Il romanzo La pelle nasce dall’esperienza autobiografica dell’ultima parte della Seconda guerra mondiale, quando nell’autunno 1943 l’Italia cambiò fronte, passando dall’Asse alla parte degli Alleati. Malaparte divenne ufficiale di collegamento tra i comandi alleati e l’esercito italiano, che si andava ricostituendo dopo la quasi totale dissoluzione dell’8 settembre.

Il romanzo è composto da dodici capitoli, i primi nove e l’ultimo ambientati a Napoli, gli altri due a Roma, Firenze e nella Pianura Padana a mano a mano che la conquista della penisola procede dopo lo sfondamento della fortificata Linea Gotica.

Il titolo di lavorazione era La peste, ma Albert Camus pubblicò nel 1947 un libro con lo stesso titolo, che riscosse un immediato, vasto successo, e Malaparte preferì cambiare.
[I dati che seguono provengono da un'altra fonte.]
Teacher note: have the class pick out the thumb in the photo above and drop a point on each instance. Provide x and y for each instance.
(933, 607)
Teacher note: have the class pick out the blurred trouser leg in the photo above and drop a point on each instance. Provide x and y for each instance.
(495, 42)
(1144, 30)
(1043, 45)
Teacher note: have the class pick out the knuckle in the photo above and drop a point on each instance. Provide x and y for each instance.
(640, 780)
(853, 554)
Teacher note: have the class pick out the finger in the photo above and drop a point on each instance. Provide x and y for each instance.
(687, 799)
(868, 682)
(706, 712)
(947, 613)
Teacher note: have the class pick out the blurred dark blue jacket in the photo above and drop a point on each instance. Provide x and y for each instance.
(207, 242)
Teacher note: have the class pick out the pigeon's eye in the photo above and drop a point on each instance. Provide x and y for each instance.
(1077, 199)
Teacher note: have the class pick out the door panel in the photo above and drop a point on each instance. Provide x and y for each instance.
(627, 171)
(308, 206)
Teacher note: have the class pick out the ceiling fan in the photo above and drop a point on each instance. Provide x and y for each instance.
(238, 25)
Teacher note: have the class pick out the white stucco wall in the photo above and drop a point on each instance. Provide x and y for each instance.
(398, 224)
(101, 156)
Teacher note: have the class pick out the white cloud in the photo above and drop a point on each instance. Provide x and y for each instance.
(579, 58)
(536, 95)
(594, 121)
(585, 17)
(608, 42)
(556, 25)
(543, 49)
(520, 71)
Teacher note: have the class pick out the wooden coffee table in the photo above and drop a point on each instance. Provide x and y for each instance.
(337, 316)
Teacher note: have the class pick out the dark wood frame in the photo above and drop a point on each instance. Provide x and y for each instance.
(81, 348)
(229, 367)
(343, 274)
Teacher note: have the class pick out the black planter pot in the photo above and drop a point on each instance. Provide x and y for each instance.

L’incipit, piuttosto famoso, chiama immediatamente in causa il morbo della “peste”, che in realtà si rivelerà una questione morale più che sanitaria:

Erano i giorni della “peste” di Napoli. Ogni pomeriggio alle cinque, dopo mezz’ora di punching-ball e una doccia calda nella palestra della P.B.S., Peninsular Base Section, il Colonnello Jack Hamilton ed io scendevamo a piedi verso San Ferdinando, aprendoci il varco a gomitate nella folla che, dall’alba all’ora del coprifuoco, si accalcava tumultuando in via Toledo. Eravamo puliti, lavati, ben nutriti, Jack ed io, in mezzo alla terribile folla napoletana squallida, sporca, affamata, vestita di stracci, che torme di soldati degli eserciti liberatori, composti di tutte le razze della terra, urtavano e ingiuriavano in tutte le lingue e in tutti i dialetti del mondo. L’onore di essere liberato per primo era toccato in sorte, fra tutti i popoli d’Europa, al popolo napoletano.

La “peste” è la corruzione scoppiata a Napoli «il 1 ottobre 1943, il giorno stesso in cui gli eserciti alleati erano entrati come liberatori in quella sciagurata città»; il morbo «da quell’infelice città si sparse a poco a poco per tutta l’Italia e per tutta l’Europa». È evidente che il contagio è stato portato dai liberatori, che però si rifiutano di ammetterlo, e proibiscono di dirlo.